Song, J. H. - Presenter, The City College of City University of New York

     Biocompatible scaffolds have been of great interest to biological and medical fields in cell culturing and cell delivery. Especially, polymeric membranes used for tissue scaffolding offer superior physical properties for directed cellular growth. Our work is concerned with the studies of cell attachment and propagation in collagen coated cylindrical polymeric membranes. The effect of a highly periodic pore structure and the size of the pores is of special interest to this study.

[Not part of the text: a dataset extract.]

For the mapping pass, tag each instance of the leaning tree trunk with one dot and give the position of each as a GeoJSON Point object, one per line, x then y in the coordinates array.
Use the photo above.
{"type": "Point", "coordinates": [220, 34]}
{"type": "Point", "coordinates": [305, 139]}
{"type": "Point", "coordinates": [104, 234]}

     We have convectively assembled 2.4 and 9.6 µm sized sulfate-polystyrene (PS) particles in 50 µm inner-diameter and 280 µm square inner-wall polymethylmethacrylate (PMMA) capillaries. Cylindrical colloidal crystals with closed-packed hexagonal packing are formed. Fabrication of a porous membrane from this template is achieved by infiltrating a UV curable prepolymer into the interstitial spaces of the colloidal crystal. The prepolymer is subsequently cured under long-wave UV light. The cured particle-polymer assembly is treated with a sequence of organic solvents to remove both the PMMA capillary and the PS particles forming cylindrical porous membranes. The porous polymeric membrane is exposed to a solution of hydrated collagen leading to the adsorption of collagen on the polymer surface.

     We have investigated the structures of the coated polymeric membranes using scanning electron microscopy. Additionally, the cell attachment and propagation behavior are studied, and our findings with respect to the effect of pore size and order will be presented.